May is National Asthma and Allergy Awareness month – not that folks sneezing, sniffling, wheezing and itching their way through it aren't well aware of their allergies by now.
But this year, a bit of relief may await sufferers of some common allergies – a new type of treatment recently approved by the Food and Drug Administration.
Known as sublingual immunotherapy, the treatment fights what's commonly called hay fever.
In April, the FDA approved three new anti-allergy products – Grastek, Oralair and Ragwitek. The products are tablets that can be slipped under the tongue, where they quickly dissolve without water.
The first two are effective against allergies to common grasses, including timothy, Kentucky blue grass, perennial rye, orchard grass, sweet vernal grass and possibly others. Ragwitek works against ragweed pollen.
Dr. Jay Slater, director of the FDA's Division of Bacterial, Parasitic and Allergenic Products, says the three work differently from existing over-the-counter and prescription antihistamines.
“These (new) medications have the potential for dialing down the immune response to allergens, doing more than just treating the symptoms of allergies,” Slater says.
The method of action, the FDA official says, is similar to that of allergy shots, which desensitize the body to the offending substance by exposing it to minute amounts injected under the skin.
Dr. Douglas Neeld, an allergist and immunologist with Lutheran Medical Group, says the new sublinguals, taken once a day during pollen season, could help millions of people.
At least one in five people suffers from grass and ragweed allergies, he says. “Most of these people don't come to an allergist, and an even smaller percentage ever get allergy shots,” he says.
But, as with any medicine, potential drawbacks exist.
Ragwitek is not approved for anyone younger than 18 or older than 65. Oralair can treat children older than 10 and Grastek treats children older than 5, but neither is recommended for seniors.
Dr. William Smits, allergist with The Asthma and Allergy Center in Fort Wayne, says relief isn't immediate.
“The idea is that you have to start (treatment) several months in advance,” he says.
For Oralair, it's four months before the grass pollen season and 12 weeks for Grastek and Ragwitek, according to the FDA. That means it's too late this year for people allergic to grasses, Smits says.
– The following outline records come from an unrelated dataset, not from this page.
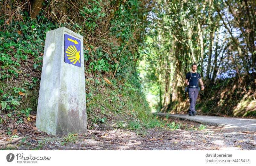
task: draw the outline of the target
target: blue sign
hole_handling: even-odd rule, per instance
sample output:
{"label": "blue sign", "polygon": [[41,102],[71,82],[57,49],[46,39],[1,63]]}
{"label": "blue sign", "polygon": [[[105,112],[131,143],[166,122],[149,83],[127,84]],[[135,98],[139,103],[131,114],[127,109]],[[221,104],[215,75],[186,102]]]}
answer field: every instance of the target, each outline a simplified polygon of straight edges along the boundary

But ragweed sufferers can still benefit, if they act quickly, because that season doesn't start until late summer, he says.
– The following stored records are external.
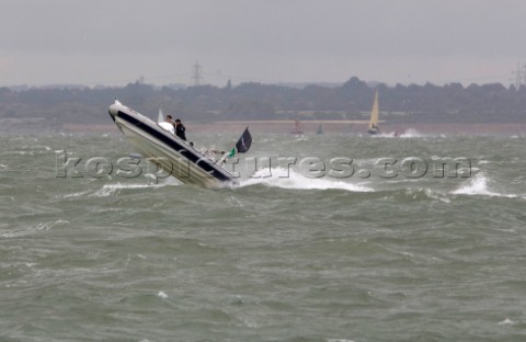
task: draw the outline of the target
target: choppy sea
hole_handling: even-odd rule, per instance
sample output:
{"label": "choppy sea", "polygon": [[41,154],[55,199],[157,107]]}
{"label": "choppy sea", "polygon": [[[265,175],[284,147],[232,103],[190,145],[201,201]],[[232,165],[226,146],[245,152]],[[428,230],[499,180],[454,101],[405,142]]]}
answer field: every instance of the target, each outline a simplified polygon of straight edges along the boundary
{"label": "choppy sea", "polygon": [[526,341],[525,136],[252,132],[211,190],[115,130],[0,137],[1,341]]}

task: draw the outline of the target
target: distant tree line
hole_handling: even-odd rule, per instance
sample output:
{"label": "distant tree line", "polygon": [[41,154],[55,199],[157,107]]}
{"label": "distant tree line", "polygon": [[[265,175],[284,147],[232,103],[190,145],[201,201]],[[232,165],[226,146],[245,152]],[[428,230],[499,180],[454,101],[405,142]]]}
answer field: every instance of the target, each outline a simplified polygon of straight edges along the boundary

People who used the medicines in studies had a 16 percent to 30 percent reduction in symptoms and need for medication, according to the FDA.
Potential users should first undergo a skin or blood test to make sure they're allergic to ragweed or grasses and not something else, doctors say. Patients also should expect to take the first dose in the doctor's office, so they can be observed for adverse reactions.
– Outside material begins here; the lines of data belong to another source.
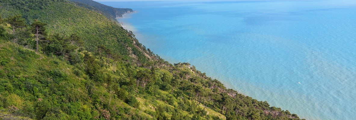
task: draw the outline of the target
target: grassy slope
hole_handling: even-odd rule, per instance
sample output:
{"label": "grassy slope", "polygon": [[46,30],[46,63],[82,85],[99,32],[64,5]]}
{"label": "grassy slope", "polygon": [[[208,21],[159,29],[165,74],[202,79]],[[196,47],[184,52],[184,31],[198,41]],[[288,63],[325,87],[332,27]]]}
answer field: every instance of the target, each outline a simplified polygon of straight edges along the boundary
{"label": "grassy slope", "polygon": [[[17,50],[14,43],[0,40],[0,75],[4,76],[0,78],[0,109],[9,109],[8,107],[14,105],[23,111],[28,112],[28,117],[34,119],[103,119],[105,118],[105,110],[108,110],[111,114],[111,119],[158,119],[160,112],[169,119],[178,111],[183,116],[181,119],[189,119],[203,108],[191,105],[195,104],[192,102],[196,103],[194,99],[190,100],[192,98],[190,92],[194,92],[195,89],[194,87],[217,94],[226,94],[231,91],[226,89],[220,82],[213,81],[194,67],[190,67],[189,64],[178,64],[173,66],[166,62],[155,62],[156,65],[153,66],[148,64],[138,67],[140,66],[137,65],[140,64],[137,61],[149,63],[155,61],[148,60],[150,58],[144,54],[150,54],[143,53],[146,51],[145,49],[134,37],[115,22],[100,14],[78,7],[67,1],[49,1],[48,5],[42,9],[30,9],[28,11],[22,11],[13,6],[4,7],[7,5],[1,2],[0,6],[3,7],[0,7],[0,14],[3,17],[15,13],[22,14],[28,23],[31,23],[33,19],[38,19],[48,24],[47,31],[50,34],[66,36],[77,33],[85,40],[87,49],[93,53],[98,45],[104,44],[121,55],[122,59],[117,65],[117,70],[112,72],[111,65],[102,65],[100,72],[105,80],[96,81],[90,78],[88,76],[90,75],[84,73],[84,69],[81,67],[85,64],[69,65],[67,61],[56,57],[48,57],[21,47]],[[85,52],[82,51],[80,54],[84,55]],[[137,57],[137,60],[130,56],[134,55]],[[100,61],[98,56],[94,57],[99,63],[105,61],[105,59]],[[151,67],[155,69],[148,69]],[[152,72],[150,75],[151,82],[147,84],[148,87],[139,87],[137,92],[134,91],[135,82],[140,79],[138,73],[142,71]],[[179,86],[174,88],[173,94],[170,94],[170,83],[165,81],[167,75],[171,77],[174,75],[180,82]],[[155,86],[158,86],[158,89],[154,89]],[[213,93],[212,91],[215,89],[218,90]],[[197,91],[201,91],[197,89]],[[232,93],[234,92],[231,91]],[[135,99],[139,102],[139,105],[135,106],[127,101],[130,96],[136,98]],[[253,115],[256,117],[256,115],[251,114],[255,112],[258,113],[258,116],[264,117],[264,115],[259,115],[263,112],[260,111],[262,111],[262,109],[269,109],[268,105],[267,108],[255,110],[255,108],[262,108],[263,107],[260,105],[264,103],[241,94],[236,97],[235,100],[239,101],[238,100],[242,100],[236,102],[243,107],[238,109],[241,109],[242,114],[244,115],[239,115],[241,119],[247,119],[248,117]],[[204,102],[200,105],[204,105],[202,103]],[[212,104],[210,103],[208,106],[212,106]],[[220,111],[219,105],[215,105],[218,106],[216,108],[218,112],[207,108],[208,114],[225,119],[224,115],[218,113]],[[189,111],[191,108],[195,110]],[[176,109],[178,111],[175,111]],[[291,119],[290,115],[284,115],[286,113],[284,111],[278,110],[277,112],[282,115],[277,116],[276,119]],[[159,111],[161,112],[158,112]],[[234,111],[230,112],[235,115]],[[201,115],[204,119],[213,118],[213,116]],[[271,116],[267,118],[273,119]]]}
The most common side effects are itching or irritation of the mouth, tongue, ears or throat, according to the FDA. But life-threatening swelling of the mouth and throat can occur, although such reactions are rare.
Neeld says patients are trained on, and sent home with, an injectible epinephrine device, such as an EpiPen, as a precaution.
Smits says patients with insurance can expect to spend $20 to $50 a month during pollen season for sublinguals.
He expects more to be approved. “Immunotherapy, it's just an amazing development,” he says.